Maximise fundraising income
And finally, a few top tips for your participants once you have them signed up to ensure they maximise their fundraising:
- Start your fundraising as soon as you can and give your supporters plenty of time to donate.
- Set up an online fundraising page with whichever giving platform you decide to use.
- Fundraisers with pictures or videos on their page raise more. A perfect excuse for a selfie!
- Writing a story on your fundraising page helps your supporters understand why you’re fundraising. Whether it’s a personal connection or support for the cause, a personal ask and heart-felt explanation can go a long way.
- Pages with a fundraising target raise more. Aim high and if you hit your target ahead of event day, don’t be afraid to increase it!
- You are doing something amazing, so don’t be afraid to use social media to spread the word about your challenge. Sharing your page on Facebook, Instagram, Twitter, and WhatsApp will help you raise more.
- Let supporters know how you are doing by updating your page often, they will enjoy following your progress.
- An obvious one, but a simple ‘Thank You’ goes a long way and lets your amazing supporters know that their donation is valued, no matter how big it is. Whether it’s in person, a text, or an online message, it can make a huge difference to your fundraising support both now, and in the future.
- People who donate to their own page to get it started raise a lot more!
- 20% of donations come in after the event, so when you’ve completed the challenge, make sure you post pictures on your fundraising page and share an update with potential donors. Seeing your achievements will help remind people to donate to the great cause you are supporting.

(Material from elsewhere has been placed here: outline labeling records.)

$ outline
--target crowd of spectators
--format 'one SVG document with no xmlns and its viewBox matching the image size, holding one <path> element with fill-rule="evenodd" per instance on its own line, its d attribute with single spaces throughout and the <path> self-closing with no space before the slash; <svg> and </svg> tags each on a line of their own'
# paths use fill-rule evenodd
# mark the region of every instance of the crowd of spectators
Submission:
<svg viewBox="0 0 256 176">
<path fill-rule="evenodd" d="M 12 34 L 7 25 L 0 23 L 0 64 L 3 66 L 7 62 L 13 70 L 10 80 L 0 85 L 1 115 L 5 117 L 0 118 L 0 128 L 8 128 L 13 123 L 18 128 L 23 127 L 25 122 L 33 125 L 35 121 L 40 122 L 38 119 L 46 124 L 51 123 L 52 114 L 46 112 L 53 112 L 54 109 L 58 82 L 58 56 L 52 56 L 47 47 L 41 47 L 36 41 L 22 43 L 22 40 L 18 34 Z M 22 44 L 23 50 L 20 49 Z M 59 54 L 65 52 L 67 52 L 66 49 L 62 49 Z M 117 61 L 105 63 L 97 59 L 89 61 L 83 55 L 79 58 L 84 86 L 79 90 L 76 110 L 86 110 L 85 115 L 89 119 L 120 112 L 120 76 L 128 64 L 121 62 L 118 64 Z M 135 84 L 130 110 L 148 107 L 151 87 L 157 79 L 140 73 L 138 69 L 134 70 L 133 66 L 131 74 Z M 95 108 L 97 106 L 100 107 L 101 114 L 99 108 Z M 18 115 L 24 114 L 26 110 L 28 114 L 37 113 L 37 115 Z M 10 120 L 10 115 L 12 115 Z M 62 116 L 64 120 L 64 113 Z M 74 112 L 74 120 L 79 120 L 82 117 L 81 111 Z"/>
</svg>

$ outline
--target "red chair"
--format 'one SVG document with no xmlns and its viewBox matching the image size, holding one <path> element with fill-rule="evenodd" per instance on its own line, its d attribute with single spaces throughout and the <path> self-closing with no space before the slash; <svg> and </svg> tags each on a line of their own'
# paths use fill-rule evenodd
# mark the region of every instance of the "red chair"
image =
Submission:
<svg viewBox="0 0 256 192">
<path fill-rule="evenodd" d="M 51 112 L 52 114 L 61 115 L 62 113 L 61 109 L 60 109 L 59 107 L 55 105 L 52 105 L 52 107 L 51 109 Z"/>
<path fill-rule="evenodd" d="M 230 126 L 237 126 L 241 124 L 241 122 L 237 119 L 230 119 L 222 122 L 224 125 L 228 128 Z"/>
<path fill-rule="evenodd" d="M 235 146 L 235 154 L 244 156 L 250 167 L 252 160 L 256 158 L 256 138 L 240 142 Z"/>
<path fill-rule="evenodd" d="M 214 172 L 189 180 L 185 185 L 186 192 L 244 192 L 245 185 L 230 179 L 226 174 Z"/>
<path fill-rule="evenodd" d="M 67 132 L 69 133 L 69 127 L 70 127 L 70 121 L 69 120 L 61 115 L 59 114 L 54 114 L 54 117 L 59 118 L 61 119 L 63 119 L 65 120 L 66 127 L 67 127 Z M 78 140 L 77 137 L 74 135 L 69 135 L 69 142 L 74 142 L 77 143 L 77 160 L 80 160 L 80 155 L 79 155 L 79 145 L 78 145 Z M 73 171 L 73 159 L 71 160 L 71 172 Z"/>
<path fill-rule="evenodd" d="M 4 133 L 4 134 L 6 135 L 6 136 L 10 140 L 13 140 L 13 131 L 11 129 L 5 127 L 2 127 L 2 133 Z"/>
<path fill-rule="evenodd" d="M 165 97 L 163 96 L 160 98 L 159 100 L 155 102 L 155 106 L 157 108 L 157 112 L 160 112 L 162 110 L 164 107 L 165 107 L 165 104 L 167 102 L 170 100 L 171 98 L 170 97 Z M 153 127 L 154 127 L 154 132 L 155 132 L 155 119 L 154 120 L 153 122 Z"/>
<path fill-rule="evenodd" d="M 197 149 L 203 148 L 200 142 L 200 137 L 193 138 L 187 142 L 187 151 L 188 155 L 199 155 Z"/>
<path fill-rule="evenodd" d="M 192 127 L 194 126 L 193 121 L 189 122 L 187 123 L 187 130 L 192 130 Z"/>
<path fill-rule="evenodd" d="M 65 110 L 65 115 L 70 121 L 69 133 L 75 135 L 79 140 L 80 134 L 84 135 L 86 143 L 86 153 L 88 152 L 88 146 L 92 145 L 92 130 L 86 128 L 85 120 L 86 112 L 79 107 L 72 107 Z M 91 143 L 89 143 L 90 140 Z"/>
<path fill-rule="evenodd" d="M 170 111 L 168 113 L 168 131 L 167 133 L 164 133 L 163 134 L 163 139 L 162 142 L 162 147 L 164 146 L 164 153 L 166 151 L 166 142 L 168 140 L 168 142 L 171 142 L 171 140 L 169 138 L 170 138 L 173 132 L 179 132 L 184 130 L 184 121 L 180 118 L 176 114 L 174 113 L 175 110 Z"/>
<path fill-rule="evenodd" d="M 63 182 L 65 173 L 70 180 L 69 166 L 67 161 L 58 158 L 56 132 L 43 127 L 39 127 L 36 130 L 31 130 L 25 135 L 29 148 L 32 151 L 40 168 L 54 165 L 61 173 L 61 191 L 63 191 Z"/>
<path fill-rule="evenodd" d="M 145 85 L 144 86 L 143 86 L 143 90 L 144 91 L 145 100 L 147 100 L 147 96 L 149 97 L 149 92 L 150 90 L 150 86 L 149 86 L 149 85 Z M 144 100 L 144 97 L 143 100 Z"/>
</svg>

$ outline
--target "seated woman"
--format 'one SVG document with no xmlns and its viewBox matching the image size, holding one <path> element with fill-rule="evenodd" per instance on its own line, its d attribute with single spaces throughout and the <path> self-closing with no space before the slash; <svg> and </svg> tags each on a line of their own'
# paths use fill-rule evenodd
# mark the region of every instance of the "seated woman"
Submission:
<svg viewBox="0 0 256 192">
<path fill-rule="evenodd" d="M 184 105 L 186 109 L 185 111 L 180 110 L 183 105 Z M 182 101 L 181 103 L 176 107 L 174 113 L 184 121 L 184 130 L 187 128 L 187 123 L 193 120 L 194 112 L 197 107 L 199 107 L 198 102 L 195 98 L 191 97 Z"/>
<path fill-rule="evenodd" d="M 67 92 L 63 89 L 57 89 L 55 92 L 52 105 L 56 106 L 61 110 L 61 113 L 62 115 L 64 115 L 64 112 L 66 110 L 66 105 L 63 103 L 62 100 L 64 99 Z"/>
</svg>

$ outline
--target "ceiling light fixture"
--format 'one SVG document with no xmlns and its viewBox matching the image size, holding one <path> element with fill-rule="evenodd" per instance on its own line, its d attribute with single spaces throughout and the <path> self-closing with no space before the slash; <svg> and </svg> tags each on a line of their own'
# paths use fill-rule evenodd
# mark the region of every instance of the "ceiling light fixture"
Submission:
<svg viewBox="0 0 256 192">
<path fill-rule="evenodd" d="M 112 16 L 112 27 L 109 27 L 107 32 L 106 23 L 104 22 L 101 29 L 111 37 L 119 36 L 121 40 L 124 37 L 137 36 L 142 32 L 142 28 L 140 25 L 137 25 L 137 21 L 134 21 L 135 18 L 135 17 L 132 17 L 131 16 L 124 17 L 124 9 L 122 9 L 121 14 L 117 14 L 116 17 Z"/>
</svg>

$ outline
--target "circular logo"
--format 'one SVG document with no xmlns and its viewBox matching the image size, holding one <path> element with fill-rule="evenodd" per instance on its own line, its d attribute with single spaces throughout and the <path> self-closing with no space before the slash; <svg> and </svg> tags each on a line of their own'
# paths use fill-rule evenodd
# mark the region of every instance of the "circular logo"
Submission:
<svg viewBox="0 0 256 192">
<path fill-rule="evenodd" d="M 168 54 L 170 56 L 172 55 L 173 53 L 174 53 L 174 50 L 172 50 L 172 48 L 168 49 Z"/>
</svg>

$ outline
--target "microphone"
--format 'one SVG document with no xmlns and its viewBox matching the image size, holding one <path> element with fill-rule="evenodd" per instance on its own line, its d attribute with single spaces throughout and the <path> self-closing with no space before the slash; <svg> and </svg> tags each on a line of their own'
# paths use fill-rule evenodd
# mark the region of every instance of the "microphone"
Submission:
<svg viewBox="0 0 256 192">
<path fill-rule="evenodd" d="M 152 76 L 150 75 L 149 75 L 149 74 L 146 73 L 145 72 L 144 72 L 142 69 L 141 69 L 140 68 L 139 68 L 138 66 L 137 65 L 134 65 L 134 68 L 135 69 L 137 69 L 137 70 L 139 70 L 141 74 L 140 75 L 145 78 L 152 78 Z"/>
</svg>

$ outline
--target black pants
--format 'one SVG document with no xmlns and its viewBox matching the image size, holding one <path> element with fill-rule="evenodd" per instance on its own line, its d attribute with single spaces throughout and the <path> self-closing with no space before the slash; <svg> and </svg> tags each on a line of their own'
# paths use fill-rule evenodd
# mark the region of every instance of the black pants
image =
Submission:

None of us can be in any doubt that these are testing times for charities and the events they provide for their supporters. But we fundraisers are a resilient bunch and with the right planning, dedication, sense of community and execution, there is no reason we can’t still put on successful, enjoyable, and impactful challenge events. Good luck out there!
Author – Ian Tate
Fundraising consultant, Benefact Group
Ian is an independent fundraising consultant and freelancer with over 30 years’ experience in the charity sector, representing a range of local and national charities.